IPM-specialist Virtual Instruments breidt uit naar Nederland

Virtual Instruments, een leverancier van oplossingen voor infrastructure performance management ofwel IPM, heeft onlangs een Nederlandse activiteit opgestart. Ramon van Heijenoort, voorheen werkzaam voor onder andere Data Domain en Michel Spierenburg, voorheen werkzaam voor Brocade, zijn nu verantwoordelijk voor de Benelux-regio.

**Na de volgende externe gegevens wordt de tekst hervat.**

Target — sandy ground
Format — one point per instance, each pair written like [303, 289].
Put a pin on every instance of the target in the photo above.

Ramon van Heijenoort van Virtual Instruments

Infrastructure performance management is een relatief nieuw begrip in de IT. Hoewel er meerdere definities in omloop zijn, komt het er in de regel op neer dat IT-afdelingen een beheerplatform nodig hebben waarmee zij inzicht kunnen krijgen in de status, utilisatie en de prestaties van hun totale infrastructuur. Daarbij gaat het dan om zowel de traditionele fysieke systemen, gevirtualiseerde omgevingen, maar ook de in gebruik zijnde cloud services.

Microsoft

Virtual Instruments (VI) is vroeg in deze markt gesprongen en heeft daarbij onder andere een beroep kunnen doen op investeerders als John Thompson, voorheen CEO van Symantec en is recentelijk benoemd tot ‘chairman of the board’ van Microsoft. Hij was een van de eerste investeerders in het bedrijf en heeft besloten als CEO van Virtual Instruments verder aan het bedrijf te bouwen.

VI is inmiddels vijf jaar oud en is begonnen als een spin-off van Finisar, een aanbieder van producten op het gebied van fiber optics. In 2009 kwam dit concern tot de conclusie dat een aantal ontwikkelingen niet meer tot de kernactiviteiten behoorden. Hierin bevond zich een optische splitter waarmee Fibre Channel-verkeer kan worden gesplitst. Deze splitter vormt voor VI nu een van de basiscomponenten voor een product dat VirtualWisdom heet.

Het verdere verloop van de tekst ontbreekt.